Slicing

sliceO

The circular equivalent of slice.

Note

Given the definition of circular sequence, a slice can contain more elements than the sequence itself.

Example

Seq(0, 1, 2).sliceO(-1, 4) // Seq(2, 0, 1, 2, 0)

Compared to standard

In the same example the standard version behaves differently, it is equivalent to slice(0, 2), does not return the “unrolled” slice.

Seq(0, 1, 2).slice(-1, 4) // Seq(0, 1, 2)

indexOfSliceO

The circular equivalent of indexOfSlice.

Note

Given the definition of circular sequence, a slice can contain more elements than the sequence itself.

Example

Seq(0, 1, 2).indexOfSliceO(Seq(2, 0, 1, 2, 0)) // 2

Compared to standard

In the same example the standard version behaves differently, cannot find the “unrolled” slice.

Seq(0, 1, 2).indexOfSlice(Seq(2, 0, 1, 2, 0)) // -1

lastIndexOfSliceO

The circular equivalent of lastIndexOfSlice.

Example

Seq(0, 1, 2, 0, 1, 2).lastIndexOfSliceO(Seq(2, 0)) // 5

Compared to standard

In the same example the standard version behaves differently, does not find the slice containing the last and first elements.

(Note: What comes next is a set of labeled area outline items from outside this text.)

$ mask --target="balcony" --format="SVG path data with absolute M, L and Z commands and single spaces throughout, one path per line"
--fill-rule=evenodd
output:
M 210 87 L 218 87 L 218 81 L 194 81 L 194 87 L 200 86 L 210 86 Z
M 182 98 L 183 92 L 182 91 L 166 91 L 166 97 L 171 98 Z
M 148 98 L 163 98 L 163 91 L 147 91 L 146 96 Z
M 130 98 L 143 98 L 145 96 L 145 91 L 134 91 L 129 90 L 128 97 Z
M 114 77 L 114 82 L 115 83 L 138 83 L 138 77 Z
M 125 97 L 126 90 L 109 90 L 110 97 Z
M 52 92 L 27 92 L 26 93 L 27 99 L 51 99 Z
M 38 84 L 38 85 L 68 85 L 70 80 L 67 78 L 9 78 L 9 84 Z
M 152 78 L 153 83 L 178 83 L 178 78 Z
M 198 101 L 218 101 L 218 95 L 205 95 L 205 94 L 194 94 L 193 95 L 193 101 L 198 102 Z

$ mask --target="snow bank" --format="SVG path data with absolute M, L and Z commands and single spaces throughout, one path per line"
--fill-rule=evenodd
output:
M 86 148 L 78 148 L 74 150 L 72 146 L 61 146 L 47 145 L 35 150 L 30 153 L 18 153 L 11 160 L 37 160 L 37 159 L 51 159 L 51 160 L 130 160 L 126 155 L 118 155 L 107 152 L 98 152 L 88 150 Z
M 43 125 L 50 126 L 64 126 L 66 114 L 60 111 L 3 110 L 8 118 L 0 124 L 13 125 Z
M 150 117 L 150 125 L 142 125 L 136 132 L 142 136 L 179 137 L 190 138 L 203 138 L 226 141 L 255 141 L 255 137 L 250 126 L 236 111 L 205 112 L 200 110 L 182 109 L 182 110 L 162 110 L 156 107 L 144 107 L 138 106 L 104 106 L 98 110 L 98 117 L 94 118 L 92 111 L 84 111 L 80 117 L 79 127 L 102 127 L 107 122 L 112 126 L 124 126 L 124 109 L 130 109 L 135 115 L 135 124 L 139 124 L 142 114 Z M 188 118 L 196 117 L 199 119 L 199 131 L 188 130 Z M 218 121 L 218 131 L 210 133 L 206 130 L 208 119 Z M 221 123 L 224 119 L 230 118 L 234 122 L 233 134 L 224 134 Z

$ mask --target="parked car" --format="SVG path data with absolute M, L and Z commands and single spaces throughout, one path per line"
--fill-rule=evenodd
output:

Seq(0, 1, 2, 0, 1, 2).lastIndexOfSlice(Seq(2, 0)) // 2

segmentLengthO

The circular equivalent of segmentLength.

Example

Seq(0, 1, 2).segmentLengthO(_ % 2 == 0, 2) // 2

Compared to standard

In the same example the standard version behaves differently, does not find the segment containing the last and first elements.

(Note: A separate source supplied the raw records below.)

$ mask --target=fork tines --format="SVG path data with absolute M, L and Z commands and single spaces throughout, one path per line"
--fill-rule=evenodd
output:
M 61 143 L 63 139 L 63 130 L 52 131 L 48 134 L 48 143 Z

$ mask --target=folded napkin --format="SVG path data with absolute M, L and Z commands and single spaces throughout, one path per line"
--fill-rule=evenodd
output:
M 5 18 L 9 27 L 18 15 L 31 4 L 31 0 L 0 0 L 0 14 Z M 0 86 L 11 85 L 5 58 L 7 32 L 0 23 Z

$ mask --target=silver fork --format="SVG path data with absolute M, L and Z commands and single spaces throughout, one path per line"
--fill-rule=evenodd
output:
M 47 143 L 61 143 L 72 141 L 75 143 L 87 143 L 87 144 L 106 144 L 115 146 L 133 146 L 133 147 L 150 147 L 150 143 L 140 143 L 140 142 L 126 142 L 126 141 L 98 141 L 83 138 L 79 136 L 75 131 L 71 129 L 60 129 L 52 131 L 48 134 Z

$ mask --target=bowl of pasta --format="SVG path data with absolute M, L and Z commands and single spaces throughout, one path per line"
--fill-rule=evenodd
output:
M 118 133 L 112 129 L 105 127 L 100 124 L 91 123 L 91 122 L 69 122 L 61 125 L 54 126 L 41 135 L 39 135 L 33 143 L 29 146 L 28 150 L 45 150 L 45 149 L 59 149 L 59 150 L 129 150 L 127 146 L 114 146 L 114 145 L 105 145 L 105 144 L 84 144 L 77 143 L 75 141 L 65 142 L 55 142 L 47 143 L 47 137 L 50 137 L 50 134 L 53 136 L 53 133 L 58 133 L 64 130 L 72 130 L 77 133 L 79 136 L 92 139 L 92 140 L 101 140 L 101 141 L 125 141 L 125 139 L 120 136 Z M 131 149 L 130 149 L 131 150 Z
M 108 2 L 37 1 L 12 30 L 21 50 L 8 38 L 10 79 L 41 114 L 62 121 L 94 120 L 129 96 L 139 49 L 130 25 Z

Seq(0, 1, 2).segmentLength(_ % 2 == 0, 2) // 1

containsSliceO

The circular equivalent of containsSlice.

Note

Given the definition of circular sequence, a slice can contain more elements than the sequence itself.

Example

Seq(0, 1, 2).containsSliceO(Seq(2, 0, 1, 2, 0)) // true

Compared to standard

In the same example the standard version behaves differently, does not find the “unrolled” slice.